What do you do if you have top set? Or when you flop a straight? Or when you have queen-ten with the flush draw in that spot? If he's raising so much on that board, then when you do have big hands, you're going to end up being able to make a lot of money. It's fine, from a range point-of-view, to fold your marginal hands. To be honest, even though it's an overpair, queens in that spot, on that board, is a marginal hand.
It's the type of board, depending on your opponent, that you should probably be catering your c-betting range to your opponent's aggressiveness. You don't want to be c-betting your entire range on that board if you think your opponent is going to raise light there.
Now there are some good aggressive players who interpret that board as really scary, so they're actually not raising your c-bet without hands that are either very strong or have a lot of equity. From that point of view, you might want to c-bet a lot on that flop. So again, it just depends on how your opponents play.
If your opponent is trying to represent a number of hands because he knows he can represent tons of hands and he knows you can't continue without a strong hand, then you might want to tighten up your c-betting range. But, I think folding in that spot is perfectly reasonable and probably the best play.

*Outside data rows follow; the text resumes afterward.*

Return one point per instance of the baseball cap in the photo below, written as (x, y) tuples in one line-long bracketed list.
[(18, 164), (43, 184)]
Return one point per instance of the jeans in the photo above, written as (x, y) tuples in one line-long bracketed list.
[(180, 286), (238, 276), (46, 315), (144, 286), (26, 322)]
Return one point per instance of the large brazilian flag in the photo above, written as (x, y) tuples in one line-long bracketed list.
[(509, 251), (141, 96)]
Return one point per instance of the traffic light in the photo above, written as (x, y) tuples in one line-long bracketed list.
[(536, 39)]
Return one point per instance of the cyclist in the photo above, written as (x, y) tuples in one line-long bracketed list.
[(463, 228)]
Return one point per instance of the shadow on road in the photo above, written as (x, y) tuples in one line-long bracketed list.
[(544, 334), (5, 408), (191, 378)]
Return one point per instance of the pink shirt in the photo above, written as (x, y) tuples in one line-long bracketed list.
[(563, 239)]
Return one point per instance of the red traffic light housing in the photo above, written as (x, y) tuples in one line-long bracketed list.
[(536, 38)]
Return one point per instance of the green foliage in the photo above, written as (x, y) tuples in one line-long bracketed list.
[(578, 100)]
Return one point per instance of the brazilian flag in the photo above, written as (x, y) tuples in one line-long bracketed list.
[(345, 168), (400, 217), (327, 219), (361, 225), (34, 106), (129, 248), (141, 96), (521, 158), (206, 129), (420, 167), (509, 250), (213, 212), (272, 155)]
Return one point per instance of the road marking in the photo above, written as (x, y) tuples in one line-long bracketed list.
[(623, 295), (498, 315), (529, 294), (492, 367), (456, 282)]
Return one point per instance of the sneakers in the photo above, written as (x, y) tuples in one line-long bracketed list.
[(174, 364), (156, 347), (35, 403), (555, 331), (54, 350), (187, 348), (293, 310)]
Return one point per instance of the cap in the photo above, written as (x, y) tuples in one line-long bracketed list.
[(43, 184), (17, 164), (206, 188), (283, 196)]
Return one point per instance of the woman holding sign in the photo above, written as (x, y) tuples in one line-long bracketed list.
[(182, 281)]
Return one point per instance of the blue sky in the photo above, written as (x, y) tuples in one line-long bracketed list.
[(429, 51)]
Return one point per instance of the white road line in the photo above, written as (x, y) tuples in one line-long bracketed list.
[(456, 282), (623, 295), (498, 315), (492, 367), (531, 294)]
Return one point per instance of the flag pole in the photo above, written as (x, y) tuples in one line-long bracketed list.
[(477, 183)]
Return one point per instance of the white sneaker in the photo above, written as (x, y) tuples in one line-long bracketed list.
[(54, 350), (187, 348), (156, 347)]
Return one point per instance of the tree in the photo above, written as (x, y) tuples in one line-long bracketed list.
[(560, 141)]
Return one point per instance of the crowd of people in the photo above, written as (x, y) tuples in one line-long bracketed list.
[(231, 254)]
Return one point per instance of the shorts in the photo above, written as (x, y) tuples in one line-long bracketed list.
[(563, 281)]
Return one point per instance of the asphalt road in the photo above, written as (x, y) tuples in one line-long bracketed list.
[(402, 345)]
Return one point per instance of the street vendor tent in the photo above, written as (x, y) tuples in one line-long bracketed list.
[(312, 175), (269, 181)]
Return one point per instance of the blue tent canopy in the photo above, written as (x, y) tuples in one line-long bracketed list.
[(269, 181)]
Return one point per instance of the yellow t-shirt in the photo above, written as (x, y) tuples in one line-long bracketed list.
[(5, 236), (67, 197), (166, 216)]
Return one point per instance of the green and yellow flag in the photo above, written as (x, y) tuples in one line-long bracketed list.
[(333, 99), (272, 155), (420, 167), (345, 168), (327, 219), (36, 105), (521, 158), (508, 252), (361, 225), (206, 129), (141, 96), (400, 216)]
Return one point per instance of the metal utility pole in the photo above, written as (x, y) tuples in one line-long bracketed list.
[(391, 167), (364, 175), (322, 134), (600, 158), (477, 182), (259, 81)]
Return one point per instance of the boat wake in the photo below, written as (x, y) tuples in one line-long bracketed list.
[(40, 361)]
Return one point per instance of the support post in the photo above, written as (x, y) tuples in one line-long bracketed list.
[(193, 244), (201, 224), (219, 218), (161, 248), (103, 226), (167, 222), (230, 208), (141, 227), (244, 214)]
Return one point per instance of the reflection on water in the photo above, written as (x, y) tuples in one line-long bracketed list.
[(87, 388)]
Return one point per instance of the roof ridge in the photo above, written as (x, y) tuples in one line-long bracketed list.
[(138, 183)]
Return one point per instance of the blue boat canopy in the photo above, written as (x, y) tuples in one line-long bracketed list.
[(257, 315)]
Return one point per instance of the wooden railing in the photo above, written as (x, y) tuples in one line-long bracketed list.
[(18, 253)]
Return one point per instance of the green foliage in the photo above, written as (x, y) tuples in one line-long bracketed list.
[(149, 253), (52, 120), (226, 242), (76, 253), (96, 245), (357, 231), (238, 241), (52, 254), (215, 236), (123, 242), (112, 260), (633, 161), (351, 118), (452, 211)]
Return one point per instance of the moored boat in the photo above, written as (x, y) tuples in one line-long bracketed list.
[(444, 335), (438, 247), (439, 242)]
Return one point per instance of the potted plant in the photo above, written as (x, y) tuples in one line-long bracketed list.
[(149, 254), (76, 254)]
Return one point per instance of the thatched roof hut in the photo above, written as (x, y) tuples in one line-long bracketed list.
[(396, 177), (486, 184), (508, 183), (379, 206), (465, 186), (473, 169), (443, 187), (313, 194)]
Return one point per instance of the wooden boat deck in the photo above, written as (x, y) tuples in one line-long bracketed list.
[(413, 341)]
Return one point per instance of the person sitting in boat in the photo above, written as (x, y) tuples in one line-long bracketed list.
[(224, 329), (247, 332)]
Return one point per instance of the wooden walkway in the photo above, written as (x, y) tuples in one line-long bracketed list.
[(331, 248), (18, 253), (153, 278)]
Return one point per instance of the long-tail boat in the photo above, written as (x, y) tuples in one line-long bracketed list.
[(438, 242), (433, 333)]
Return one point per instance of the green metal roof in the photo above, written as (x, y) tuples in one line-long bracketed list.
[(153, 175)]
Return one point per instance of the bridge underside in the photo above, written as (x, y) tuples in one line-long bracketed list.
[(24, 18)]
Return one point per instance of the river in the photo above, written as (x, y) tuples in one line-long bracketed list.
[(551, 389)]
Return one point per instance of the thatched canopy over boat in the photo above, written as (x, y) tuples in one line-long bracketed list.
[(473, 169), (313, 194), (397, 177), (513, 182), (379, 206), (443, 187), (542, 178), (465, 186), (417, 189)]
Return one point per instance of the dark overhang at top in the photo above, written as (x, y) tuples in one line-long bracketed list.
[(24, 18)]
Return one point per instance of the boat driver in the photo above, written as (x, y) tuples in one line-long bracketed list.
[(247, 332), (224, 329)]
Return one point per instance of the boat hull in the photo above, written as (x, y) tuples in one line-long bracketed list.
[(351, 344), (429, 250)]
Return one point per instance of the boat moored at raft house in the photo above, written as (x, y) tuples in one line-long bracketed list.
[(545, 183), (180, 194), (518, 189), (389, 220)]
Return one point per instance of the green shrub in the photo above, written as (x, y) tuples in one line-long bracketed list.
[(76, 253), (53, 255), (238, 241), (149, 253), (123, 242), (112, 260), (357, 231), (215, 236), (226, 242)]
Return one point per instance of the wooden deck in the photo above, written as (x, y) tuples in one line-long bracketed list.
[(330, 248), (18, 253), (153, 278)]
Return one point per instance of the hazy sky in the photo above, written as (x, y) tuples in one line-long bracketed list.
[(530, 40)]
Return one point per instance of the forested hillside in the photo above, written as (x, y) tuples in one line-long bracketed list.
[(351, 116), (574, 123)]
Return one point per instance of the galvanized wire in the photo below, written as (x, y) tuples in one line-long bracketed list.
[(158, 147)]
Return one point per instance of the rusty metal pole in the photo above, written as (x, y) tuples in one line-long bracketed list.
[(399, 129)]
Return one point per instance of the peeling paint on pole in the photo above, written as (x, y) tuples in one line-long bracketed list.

If I had jacks, I'd be much more likely to call than if I had two queens. And that may be obvious, but just to be clear, you would have a gutter to a ten that would give you a straight that would beat other straights. Your opponent could have a six, so it's not like he couldn't have anything. It also makes it less likely that your opponent could have jack-ten. It's just a much better hand in that spot because you can improve your hand and it takes away some of the cards from your opponent. Two queens on that board, is just not that strong. Folding is probably the best play.